Music is being used to help Christchurch children suffering from the psychological effects of the earthquakes.
New research shows four out of five children in the city are experiencing some form of post-traumatic stress.
The Christchurch Symphony Orchestra was keen to help and this week teamed up with Banks Ave School.
It introduced the kids to the magic of music, culminating in a concert involving the whole school.
Lucy Prattley learned all about staying in time and how to get the best out of their giant plastic drums as members of the orchestra took them through their paces.
"The drummer guy, he said to turn the drumsticks up the other way so it makes it louder... you just tap on the side and then in the middle and out the other sides as well, it makes different noises, [it's] pretty cool."
Each classroom was allocated an instrument or was instructed on how to make their own.
Some were using their voices or their hands to make music while others were learning the power of song.
Pippa Archibold said with just a week to perfect their routines ahead of the big concert, handling their nerves was all important.
"My stepmum told me this morning that everybody's going to be really nervous and to just pretend no one is in the audience, pretend no none's there and you're doing it all alone, because I'm quite scared and I get stage fright."
At a school that sits on the edge of the residential red zone, you don't have to look far to find reminders of the carnage caused by the quakes.
A violinist with the orchestra and the head of its community engagement programme, Cathy Irons, said music was a great way to restore confidence in the kids, many of whom come from families still struggling to get back on their feet emotionally and financially.
"Initially when we first come they might be a little bit tearful, they might be a little bit scared of what's going to happen, a little bit tentative.

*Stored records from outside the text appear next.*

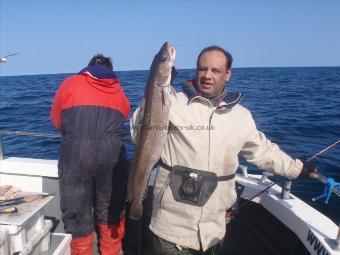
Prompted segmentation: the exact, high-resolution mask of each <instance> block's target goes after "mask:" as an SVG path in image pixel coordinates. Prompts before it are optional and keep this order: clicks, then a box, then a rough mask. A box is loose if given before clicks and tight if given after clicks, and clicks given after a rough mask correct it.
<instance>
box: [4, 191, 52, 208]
mask: <svg viewBox="0 0 340 255" xmlns="http://www.w3.org/2000/svg"><path fill="white" fill-rule="evenodd" d="M54 194H55V192H54V193H52V194H39V195H29V196H25V197H18V198H13V199H7V200H3V201H1V202H0V206H9V205H19V204H23V203H28V202H32V201H35V200H38V199H42V198H45V197H49V196H53V195H54Z"/></svg>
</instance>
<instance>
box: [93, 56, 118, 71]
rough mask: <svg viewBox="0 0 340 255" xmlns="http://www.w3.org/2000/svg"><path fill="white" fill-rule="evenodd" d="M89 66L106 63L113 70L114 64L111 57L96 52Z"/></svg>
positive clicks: (104, 64) (102, 64)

"By the end they're really trying hard and they're relating to other children, they're relating to us and not only that but they're sharing their music with their parents, with the audience, with their community."
Earlier in the week, the school received a visit from the Canterbury University researcher, Kathleen Liberty, who discovered just how many Christchurch children were showing signs of post-traumatic stress disorder.
School principal, Toni Burnside, said Ms Liberty was impressed with the difference the orchestra had helped to make to the children's behaviour in just a week.
Post-traumatic-stress manifested itself in a number of ways, she said.
"You get children who aren't sleeping and we have a lot of really tired children, you get children who aren't eating... you get a lot of attachment disorders, where children don't want to be away from their parents and are really weepy, we have toileting issues."
Ms Burnside said a lack of support from the Ministry of Education meant schools like hers had to tackle those issues by themselves, or with the help of neighbouring schools.